Bayberry (Myrica pensylvanica) is a deciduous shrub winter hardy in USDA zones 3 to 7. Bayberry plants grow up to 10-foot tall with similar spreads. The gray-green leaves are aromatic when crushed. Spring-blooming flowers are a non-showy, drab green color. The blooms are followed by aromatic, gray-white fruits frequently used to make soaps and candles. Bayberry shrubs prefer moist soils in partly shady to fully sunny locations, and are not associated with serious diseases or pest problems. The versatile bayberry is commonly used in shrub borders.
Leopard plants (Ligularia dentate) are members of the daisy family (Asteraceae) hardy in USDA zones 3 to 8. These herbaceous perennials prefer continuously moist, humusy soils in partly shady to fully shady locations. The yellowish-orange flowers bloom atop 3-foot stems in June and July. Leopard plants bear stalks and veins with a distinctive red-purple color. Heart-shaped leaves emerge red-purple, but the tops turn a greenish-brown with maturity. Potential problems include snails, slugs and leaf wilting during the summer months. Leopard plants grow well by pools, ponds or streams.
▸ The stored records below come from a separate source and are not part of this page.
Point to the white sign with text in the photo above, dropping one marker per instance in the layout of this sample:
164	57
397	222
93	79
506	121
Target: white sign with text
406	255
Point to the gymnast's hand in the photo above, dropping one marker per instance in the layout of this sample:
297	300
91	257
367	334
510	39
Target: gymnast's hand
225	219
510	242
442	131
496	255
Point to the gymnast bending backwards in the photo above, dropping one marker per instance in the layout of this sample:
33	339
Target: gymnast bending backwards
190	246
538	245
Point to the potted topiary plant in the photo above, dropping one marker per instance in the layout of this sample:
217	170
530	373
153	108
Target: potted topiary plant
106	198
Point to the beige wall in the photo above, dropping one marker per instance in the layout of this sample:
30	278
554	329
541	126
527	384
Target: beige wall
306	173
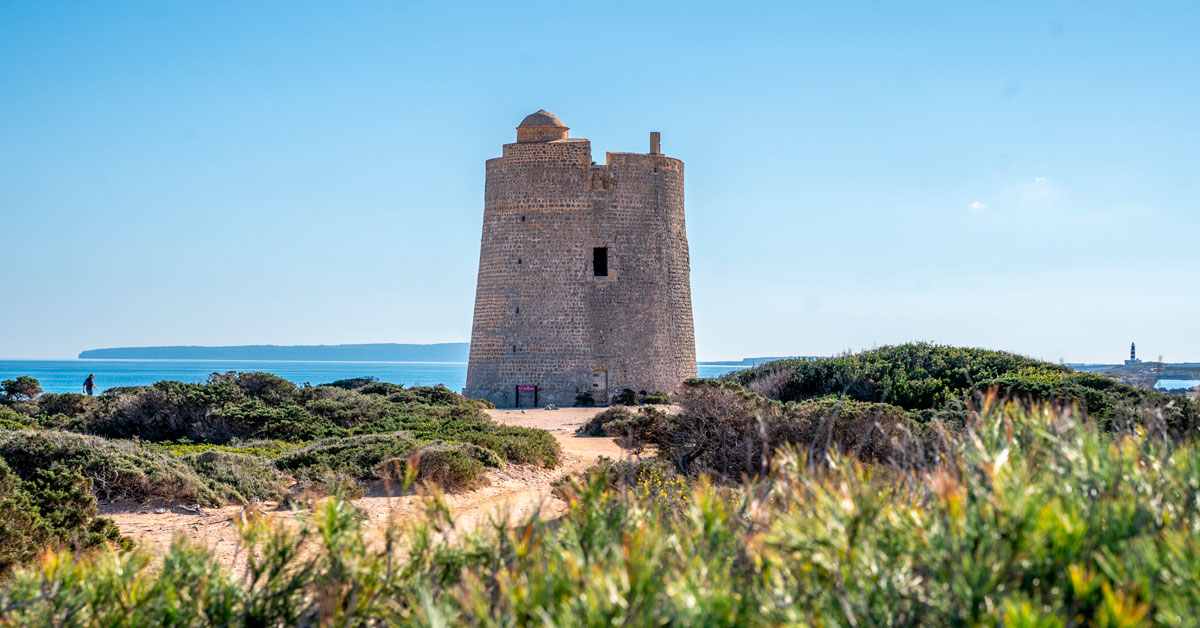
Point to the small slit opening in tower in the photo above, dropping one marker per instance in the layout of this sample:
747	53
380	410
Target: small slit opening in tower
600	261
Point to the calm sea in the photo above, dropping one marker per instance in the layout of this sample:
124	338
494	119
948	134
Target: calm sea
67	376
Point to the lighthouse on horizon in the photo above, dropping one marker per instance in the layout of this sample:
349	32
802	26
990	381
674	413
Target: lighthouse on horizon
583	282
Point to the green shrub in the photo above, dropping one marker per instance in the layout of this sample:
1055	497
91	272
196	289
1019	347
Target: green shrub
11	419
239	477
595	425
381	455
453	466
725	431
627	396
360	456
657	399
53	509
353	383
523	446
23	387
928	380
115	468
1035	516
69	404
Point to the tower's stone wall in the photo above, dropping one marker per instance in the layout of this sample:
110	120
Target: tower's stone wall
541	316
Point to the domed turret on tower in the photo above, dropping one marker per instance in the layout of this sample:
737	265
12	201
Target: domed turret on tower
541	126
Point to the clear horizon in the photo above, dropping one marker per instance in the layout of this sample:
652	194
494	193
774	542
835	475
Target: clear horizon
1018	177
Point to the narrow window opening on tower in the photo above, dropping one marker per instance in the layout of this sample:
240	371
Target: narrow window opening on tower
600	261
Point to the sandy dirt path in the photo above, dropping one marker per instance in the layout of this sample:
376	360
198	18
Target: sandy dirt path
514	491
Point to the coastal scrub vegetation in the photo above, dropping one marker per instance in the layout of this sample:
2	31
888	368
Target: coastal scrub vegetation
235	438
928	380
240	436
1032	515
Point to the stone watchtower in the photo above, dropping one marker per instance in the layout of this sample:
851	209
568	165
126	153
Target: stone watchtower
583	273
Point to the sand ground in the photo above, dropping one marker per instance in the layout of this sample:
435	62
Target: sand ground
514	491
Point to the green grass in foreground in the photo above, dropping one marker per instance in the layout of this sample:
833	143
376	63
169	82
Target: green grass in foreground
1027	518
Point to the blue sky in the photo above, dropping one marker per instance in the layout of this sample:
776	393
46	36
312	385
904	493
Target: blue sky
1017	175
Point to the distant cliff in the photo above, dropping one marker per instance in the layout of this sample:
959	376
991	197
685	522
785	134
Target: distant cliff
381	352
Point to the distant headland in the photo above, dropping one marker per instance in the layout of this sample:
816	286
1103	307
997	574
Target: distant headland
377	352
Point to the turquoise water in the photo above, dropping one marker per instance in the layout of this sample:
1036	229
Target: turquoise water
67	376
1170	384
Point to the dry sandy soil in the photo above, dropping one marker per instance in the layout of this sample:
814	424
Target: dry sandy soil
514	492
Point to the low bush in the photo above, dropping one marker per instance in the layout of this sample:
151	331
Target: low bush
69	405
53	509
657	399
115	468
359	456
22	388
1036	516
729	432
933	380
239	477
595	425
453	466
383	455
Fragrant sumac (Rhus aromatica) is a low-growing, deciduous shrub that reaches between 2 and 6 feet tall with up to a 10-foot spread. Native to the eastern and southern regions of the United States, fragrant sumac is hardy in USDA zones 3 to 9. Small yellow flowers bloom in April and are soon followed by red berry clusters. The green leaves turn various shades of purple, red and orange in the fall. While the aromatic leaves look similar to poison ivy, fragrant sumac foliage is non-toxic. This deer resistant shrub does well in various well-drained soils and has no serious potential problems. Fragrant sumac works well as informal hedges and in native plant gardens.
Bee balm (Melissa officinalis), also called lemon balm, is indigenous to Europe and winter hardy in USDA zones 3 to 7. Small, white or yellow blooms appear in the late summer and quickly attract honey bees. The edible, lemon-scented leaves are often used in teas, soups, sauces and salads. Dried leaves add a nice scent to potpourri or sachets. Bee balm grows in various soil conditions and prefers partly shady to fully sunny planting sites. Bee balm plants sometimes suffer from gray mold, leaf blight, leaf spot or powdery mildew.